Ketika panggung pelayanan dan penyembahan menjadi rebutan banyak orang untuk tujuan show off melalui kemampuan mereka bernyanyi, koor, membaca kitab suci, dan banyak hal lainnya. Sedangkan yang empunya hanya bisa terdiam, terpaku di salib, di dinding, tanpa penghargaan. Dan ini juga adalah minggu ke enampuluh enam, sejak bapak mulai tidak disukai lagi karena katanya tidak lucu kotbahnya, terlalu lama homilinya. Anak-anak muda bilang: "Ketinggalan jaman!" Ibu-ibu dan bapak-bapak kata, "Kelamaan misa-nya!"

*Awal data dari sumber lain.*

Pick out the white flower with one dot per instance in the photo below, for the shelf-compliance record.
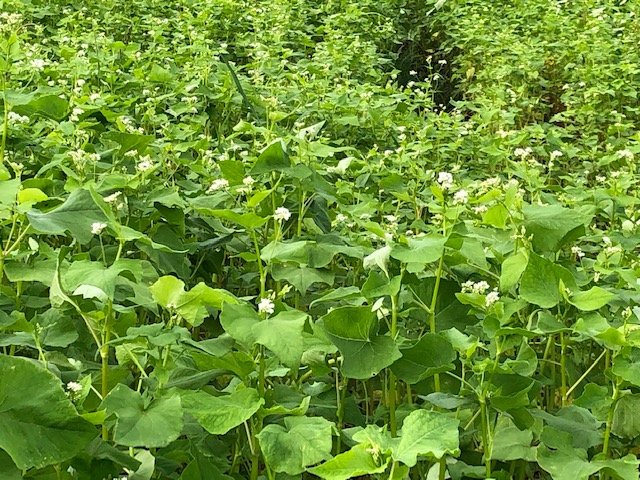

"Mending romo muda, sudah ganteng, suaranya bagus, homilinya lucu, dan misanya cuma setengah jam!" Dan perlahan-lahan panggung pun jadi milik romo muda. Selalu diberi applaus saat homili, ditepuk tangani ketika bernyanyi, dan dihadiri banyak umat saat memimipin misa minggu pagi. Aku mulai berpikir, bukankah seharusnya nama-Nya yang ditinggikan? Kalau nama kita lebih besar apakah itu benar sebuah pelayanan? Bukan panggung yang tertukar?
Sssh... uhuk huk huk...
"Mas, mas, panggung itu milik Tuhan, penyembahan kepada Tuhan. Mimbar dan altar bukan sebuah panggung pertunjukan, bukan untuk mencari ketenaran, apalagi nama besar. Sudah seharusnya nama kita makin kecil dan nama-Nya makin besar"

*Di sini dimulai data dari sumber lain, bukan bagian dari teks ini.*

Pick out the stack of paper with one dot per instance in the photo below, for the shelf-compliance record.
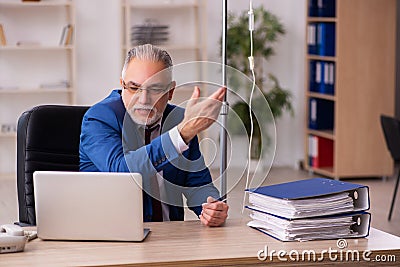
(310, 209)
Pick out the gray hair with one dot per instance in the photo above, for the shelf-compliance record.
(147, 52)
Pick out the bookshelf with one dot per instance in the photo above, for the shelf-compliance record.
(37, 64)
(363, 85)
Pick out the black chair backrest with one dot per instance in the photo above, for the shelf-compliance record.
(47, 140)
(391, 130)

"Dan juga jangan ada tepuk tangan dalam ekaristi karena liturgi bukan sebuah pertunjukkan melainkan penyembahan kepada Tuhan"
"Eh bapak, eh romo, maaf"
"Maaf saya kok jadi melamun," balasku malu karena terlena dalam lamunan.
"Ssst.. kalau disini, jangan panggil aku romo ya?"
"Baik romo, eh bapak"
.
.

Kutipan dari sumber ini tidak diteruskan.